I always believed mentors were endowed with special gifts since birth. Gifts like patience and perseverance both of which, sadly, I do not have.
Still, I have to prepare my daughter for the world. I have to believe I can work on my patience and also persevere. I can see the fight up ahead but have decided I will win.
We are now on our second year in home schooling. Her reading has improved, she loves science class and is quite good at math. We have our own unique methods and we try as much as we can to incorporate fun into our learning. I am not the perfect mentor but a work in progress.
I have to admit it was a struggle, and it continues to be. I can sometimes be mean and overbearing. She, on the other hand, can be a handful when in tantrums. But together, we learn so much from the whole exercise. It is a journey of discovery for both of us and the rewards are far more than I imagined. The hugs are now tighter and more frequent than ever.
A home schooling mom once told me that she was quite firm with her kids back when she was still mentoring them. She was then always afraid that her ways more than what she taught them is what they will bring up with them in later life.

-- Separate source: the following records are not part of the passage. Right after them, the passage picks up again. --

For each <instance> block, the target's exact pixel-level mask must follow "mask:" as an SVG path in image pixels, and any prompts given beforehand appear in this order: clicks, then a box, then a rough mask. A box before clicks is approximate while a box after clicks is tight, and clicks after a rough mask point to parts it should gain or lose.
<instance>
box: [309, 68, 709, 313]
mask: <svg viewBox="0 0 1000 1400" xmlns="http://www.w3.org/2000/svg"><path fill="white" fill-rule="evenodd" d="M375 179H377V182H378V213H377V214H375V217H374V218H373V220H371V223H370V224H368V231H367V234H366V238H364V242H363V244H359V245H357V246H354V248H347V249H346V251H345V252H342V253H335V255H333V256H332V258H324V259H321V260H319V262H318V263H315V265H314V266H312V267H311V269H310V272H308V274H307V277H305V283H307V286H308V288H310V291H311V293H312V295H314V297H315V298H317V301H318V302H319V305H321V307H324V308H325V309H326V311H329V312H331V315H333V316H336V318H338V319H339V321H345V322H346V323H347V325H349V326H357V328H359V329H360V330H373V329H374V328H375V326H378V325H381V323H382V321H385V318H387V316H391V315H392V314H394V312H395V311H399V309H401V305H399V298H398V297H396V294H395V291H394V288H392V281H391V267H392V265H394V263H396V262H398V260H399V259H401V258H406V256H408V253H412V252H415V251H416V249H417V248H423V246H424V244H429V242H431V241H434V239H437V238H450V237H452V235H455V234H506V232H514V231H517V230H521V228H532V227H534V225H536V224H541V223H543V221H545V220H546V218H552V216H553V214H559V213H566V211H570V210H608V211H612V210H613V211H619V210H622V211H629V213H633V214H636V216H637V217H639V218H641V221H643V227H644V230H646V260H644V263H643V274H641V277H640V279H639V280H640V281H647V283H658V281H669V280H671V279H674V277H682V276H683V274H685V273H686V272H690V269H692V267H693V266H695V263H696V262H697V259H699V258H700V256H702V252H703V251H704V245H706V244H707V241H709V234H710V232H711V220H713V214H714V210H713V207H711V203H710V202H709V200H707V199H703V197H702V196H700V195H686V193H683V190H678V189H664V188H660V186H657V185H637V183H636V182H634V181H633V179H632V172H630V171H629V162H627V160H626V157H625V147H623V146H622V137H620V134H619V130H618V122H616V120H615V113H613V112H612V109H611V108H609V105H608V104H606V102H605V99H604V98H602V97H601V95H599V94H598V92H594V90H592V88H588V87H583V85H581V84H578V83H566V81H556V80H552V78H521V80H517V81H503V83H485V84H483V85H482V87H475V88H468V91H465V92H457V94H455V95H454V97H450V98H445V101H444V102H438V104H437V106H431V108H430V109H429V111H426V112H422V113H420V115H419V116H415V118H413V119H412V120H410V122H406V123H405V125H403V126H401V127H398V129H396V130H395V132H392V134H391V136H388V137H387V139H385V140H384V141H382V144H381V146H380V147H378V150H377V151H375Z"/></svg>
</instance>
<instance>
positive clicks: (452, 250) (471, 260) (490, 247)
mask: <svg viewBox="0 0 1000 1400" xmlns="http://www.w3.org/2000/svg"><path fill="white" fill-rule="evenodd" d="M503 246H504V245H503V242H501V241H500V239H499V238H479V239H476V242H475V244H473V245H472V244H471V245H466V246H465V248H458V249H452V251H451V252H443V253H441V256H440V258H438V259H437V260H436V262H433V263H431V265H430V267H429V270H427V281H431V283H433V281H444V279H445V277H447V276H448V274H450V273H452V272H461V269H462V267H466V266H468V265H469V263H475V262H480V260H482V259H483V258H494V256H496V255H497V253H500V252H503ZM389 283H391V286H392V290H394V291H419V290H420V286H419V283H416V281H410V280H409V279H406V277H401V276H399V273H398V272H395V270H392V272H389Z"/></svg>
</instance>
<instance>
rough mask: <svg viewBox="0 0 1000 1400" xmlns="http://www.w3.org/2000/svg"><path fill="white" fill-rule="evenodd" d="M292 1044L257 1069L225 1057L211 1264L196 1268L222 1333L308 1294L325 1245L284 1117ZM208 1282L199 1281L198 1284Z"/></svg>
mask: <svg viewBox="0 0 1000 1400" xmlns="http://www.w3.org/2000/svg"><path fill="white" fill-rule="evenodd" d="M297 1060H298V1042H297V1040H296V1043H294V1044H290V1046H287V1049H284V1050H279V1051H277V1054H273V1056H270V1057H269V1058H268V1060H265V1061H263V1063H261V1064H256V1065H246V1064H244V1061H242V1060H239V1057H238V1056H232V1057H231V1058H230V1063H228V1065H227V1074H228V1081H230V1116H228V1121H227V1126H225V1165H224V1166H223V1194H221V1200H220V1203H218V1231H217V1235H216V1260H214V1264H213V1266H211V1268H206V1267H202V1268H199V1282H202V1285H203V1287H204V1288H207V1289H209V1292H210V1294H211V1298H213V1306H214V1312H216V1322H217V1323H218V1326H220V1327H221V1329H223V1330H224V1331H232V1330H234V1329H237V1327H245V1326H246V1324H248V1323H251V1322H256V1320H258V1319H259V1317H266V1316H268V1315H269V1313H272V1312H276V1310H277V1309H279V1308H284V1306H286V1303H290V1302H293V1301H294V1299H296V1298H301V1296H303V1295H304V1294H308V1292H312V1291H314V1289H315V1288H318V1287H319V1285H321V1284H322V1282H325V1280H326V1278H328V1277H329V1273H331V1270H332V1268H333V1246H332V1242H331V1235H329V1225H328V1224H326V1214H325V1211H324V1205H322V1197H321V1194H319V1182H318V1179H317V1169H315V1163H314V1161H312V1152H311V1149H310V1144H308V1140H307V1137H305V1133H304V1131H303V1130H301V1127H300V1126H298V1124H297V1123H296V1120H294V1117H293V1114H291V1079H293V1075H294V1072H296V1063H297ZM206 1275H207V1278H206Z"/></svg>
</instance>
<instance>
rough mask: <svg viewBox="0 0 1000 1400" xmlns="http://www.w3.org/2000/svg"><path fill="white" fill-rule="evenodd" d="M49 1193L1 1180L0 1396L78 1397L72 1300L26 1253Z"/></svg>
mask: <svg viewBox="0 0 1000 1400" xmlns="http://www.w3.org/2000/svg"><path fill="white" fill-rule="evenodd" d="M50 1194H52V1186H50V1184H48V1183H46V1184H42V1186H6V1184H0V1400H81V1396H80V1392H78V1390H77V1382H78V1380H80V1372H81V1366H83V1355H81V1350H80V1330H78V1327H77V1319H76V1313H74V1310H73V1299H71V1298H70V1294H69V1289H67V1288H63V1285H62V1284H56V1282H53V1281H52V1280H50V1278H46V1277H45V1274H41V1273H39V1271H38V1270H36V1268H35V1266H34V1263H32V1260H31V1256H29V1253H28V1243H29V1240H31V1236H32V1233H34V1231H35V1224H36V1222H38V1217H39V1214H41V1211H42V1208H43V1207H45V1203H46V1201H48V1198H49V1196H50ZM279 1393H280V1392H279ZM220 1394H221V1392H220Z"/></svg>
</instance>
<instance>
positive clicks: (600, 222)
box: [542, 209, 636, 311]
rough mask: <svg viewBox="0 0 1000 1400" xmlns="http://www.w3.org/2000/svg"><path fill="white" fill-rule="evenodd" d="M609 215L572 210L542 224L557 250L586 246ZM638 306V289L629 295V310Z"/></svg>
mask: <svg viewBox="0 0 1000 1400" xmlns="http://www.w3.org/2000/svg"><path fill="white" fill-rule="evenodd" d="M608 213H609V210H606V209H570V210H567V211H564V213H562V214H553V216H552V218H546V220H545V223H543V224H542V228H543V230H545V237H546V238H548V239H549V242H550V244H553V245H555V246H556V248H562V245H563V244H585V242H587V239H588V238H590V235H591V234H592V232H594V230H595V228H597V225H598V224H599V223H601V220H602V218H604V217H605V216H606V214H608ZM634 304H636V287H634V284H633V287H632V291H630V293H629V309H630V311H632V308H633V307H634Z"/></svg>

If one asks her children today, most of whom have gone off to college, of what they remember most during their homeschooling years, it will always be the love their mom had devoted in teaching them. Not those long, tear-filled hours of going over the same subject until they grasp the concept they recall but a mother's patient perseverance. Love is hardly forgotten.

Apart from the books we read, the math problems we solved, I hope that later in life, it is in the little things that we did together that will make the most difference in Carmella as a person. I hope it is in my being a father and a friend that she will remember most.